Quand l’adulte erre – Gobelet n°3

  C’était devenu une hantise la pause de dix heures trente. J’étais à peine installé dans la salle de repos que j’étais sûr de la voir se pointer. J’avais fini par renoncer à feinter car quoi que je fasse, que j’arrive un quart d’heure avant ou une demie heure après, elle m’y rejoignait toujours. Son œil triste, sa moue constante, ses épaules en accent circonflexe, pour peu que je m’y attarde une demie seconde, me filaient le bourdon. J’évitais son regard avec soin tandis qu’elle guettait le mien inlassablement. Nous n’échangions pratiquement rien. Je m’arrangeais pour clore toutes les conversations. Il y avait six mois que cette histoire pourtant s’était achevée. Du moins pour moi. Et quelle pauvre histoire… Quelques coucheries à l’arrache, très convenues, au bout  d’un baratin médiocre que j’avais déroulé avec la conviction d’un mauvais acteur de théâtre. Des banalités qui avaient pris toute la place dans son grand vide affectif. Après quelques orgasmes tièdes j’avais senti que le sujet était épuisé. Je lui avais dit avec douceur que notre aventure n’était pas viable mais elle n’avait pas voulu l’entendre. Elle m’avait un peu enquiquiné au téléphone mais elle était tombée une fois ou deux sur ma femme et n’avoir su que dire. Elle avait fini par tourner  sa rancœur contre elle-même.

  Un matin, je ne sais pas, pour jouer peut-être, avant d’aller en salle de pause je suis allé la chercher. Je lui ai dit que je voulais lui parler et j’ai pris plaisir à la voir se troubler. Elle m’a suivi et c’est moi qui ai mis les pièces dans la machine à café. Je lui ai tendu son gobelet bouillant. Nous ne nous sommes pas assis. J’ai pris un air inspiré, ne sachant trop ce que j’allais bien pouvoir raconter, puis c’est venu d’un  coup. Je lui ai dit que je voulais qu’elle soit la première informée du fait que j’allais demander à changer de service. Elle a soutenu mon regard, pour me jauger, comme font les héroïnes des feuilletons télés sud-américains. Elle avait un petit air comique. Elle a écrasé le gobelet avec son pouce pour souligner le dramatique de la situation. Elle a dit : « je comprends…oui… ce sera mieux pour nous deux… » Je me suis retenu de rire et ne sachant que faire j’ai repris sur le même ton « ce sera mieux…oui… » Et je l’ai plantée là-dessus pour dissimuler ma drôle de grimace.

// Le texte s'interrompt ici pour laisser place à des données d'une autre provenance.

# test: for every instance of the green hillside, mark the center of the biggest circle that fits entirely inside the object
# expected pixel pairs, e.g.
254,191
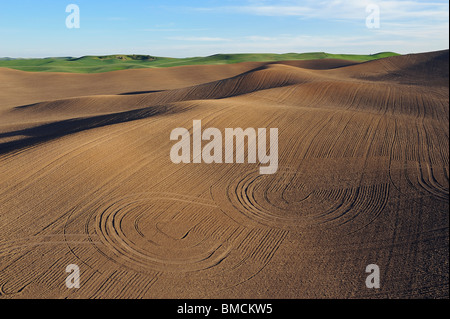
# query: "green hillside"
98,64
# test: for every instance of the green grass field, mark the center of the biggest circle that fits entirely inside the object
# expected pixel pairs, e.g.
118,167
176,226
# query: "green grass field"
99,64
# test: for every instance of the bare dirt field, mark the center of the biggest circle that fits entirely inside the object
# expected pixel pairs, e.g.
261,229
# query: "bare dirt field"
363,178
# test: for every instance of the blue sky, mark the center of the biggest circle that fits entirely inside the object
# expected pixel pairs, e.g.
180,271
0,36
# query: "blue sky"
30,28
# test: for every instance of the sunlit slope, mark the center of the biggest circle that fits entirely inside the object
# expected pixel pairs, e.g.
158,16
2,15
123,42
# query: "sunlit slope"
98,64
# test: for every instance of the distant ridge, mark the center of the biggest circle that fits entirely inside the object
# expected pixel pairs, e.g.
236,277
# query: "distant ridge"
100,64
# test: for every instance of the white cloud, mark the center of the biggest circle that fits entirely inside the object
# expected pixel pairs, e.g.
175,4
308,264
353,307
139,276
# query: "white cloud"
199,39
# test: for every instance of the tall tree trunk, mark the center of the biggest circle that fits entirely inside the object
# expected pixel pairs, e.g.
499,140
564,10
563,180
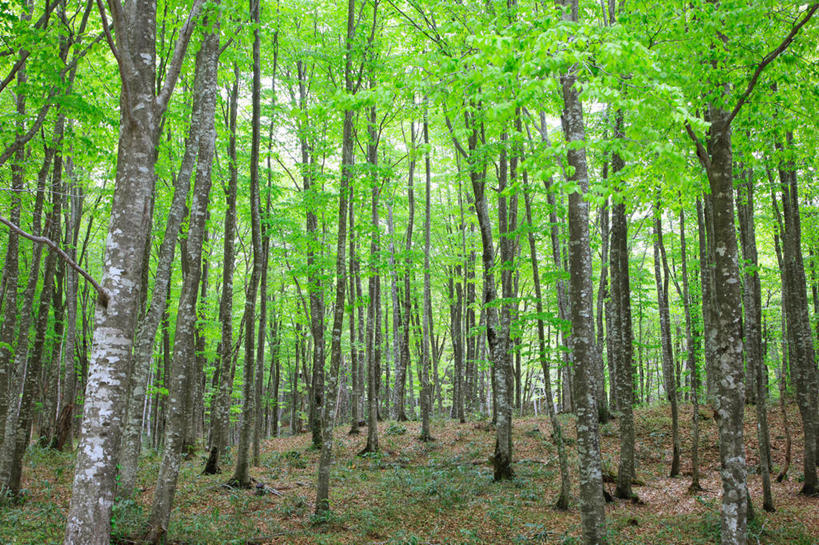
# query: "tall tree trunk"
241,475
426,394
184,345
69,391
725,331
661,278
11,264
220,406
621,334
355,347
562,502
752,302
131,445
142,108
374,308
402,363
507,225
691,342
502,458
325,457
602,298
803,364
593,515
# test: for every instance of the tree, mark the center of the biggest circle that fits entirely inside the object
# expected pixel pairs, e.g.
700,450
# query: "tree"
89,516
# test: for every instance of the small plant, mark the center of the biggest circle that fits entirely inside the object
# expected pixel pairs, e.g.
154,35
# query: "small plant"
292,506
396,429
295,460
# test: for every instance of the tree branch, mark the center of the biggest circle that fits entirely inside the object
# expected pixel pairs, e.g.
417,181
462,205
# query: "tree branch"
768,59
702,153
103,295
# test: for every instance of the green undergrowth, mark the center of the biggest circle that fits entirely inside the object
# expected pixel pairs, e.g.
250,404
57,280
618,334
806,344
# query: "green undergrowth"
417,493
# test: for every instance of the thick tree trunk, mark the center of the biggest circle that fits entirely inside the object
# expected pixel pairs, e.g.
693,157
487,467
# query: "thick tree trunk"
89,515
592,513
146,329
725,335
184,339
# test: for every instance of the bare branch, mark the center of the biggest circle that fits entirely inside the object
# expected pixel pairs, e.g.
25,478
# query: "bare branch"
768,59
103,295
702,153
175,65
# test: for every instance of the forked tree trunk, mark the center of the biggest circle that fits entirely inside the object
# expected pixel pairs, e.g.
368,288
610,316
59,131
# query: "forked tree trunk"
241,475
326,455
220,406
661,277
752,302
562,502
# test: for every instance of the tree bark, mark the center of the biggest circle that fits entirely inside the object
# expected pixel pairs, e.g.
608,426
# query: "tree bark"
562,502
661,277
592,513
220,407
184,347
752,302
142,108
241,475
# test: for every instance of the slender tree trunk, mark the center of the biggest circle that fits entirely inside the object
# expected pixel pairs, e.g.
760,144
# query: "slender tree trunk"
621,334
142,108
355,348
426,394
602,298
661,277
325,458
241,475
220,407
803,365
19,417
752,302
184,345
403,362
562,502
374,308
691,362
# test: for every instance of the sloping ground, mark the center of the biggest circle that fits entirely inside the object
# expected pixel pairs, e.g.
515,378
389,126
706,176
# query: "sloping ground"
439,492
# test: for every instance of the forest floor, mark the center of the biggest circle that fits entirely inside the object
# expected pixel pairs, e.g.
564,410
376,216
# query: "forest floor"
440,492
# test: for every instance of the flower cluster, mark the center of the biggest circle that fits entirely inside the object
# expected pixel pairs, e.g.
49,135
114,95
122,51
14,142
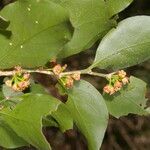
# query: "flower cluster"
67,80
58,69
116,82
20,80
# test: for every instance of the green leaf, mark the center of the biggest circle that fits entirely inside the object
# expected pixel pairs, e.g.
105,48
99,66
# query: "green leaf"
49,121
115,6
9,139
129,100
125,46
9,92
39,31
3,23
37,88
89,112
63,117
91,20
26,118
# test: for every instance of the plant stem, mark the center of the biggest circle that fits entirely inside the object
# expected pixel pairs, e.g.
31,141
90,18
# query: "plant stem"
63,74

  En passant devant le bureau de Nathalia je suis entré vite fait. Puisque je n’avais pas encore écoulé tout mon temps de pause je lui ai raconté l’anecdote. Je savais qu’elle allait apprécier car elle m’avait souvent taquiné sur les « yeux de crapaud mort d’amour » de mon ancienne conquête. Elle m’a mis un petit coup de poing sur le menton puis m’a caressé la joue. « toujours partant pour ce soir ? » m’a-t-elle demandé. Et je me suis entendu lui répondre « plus que jamais Nathalia, plus que jamais… »

 

Trois  petites histoires de gobelets…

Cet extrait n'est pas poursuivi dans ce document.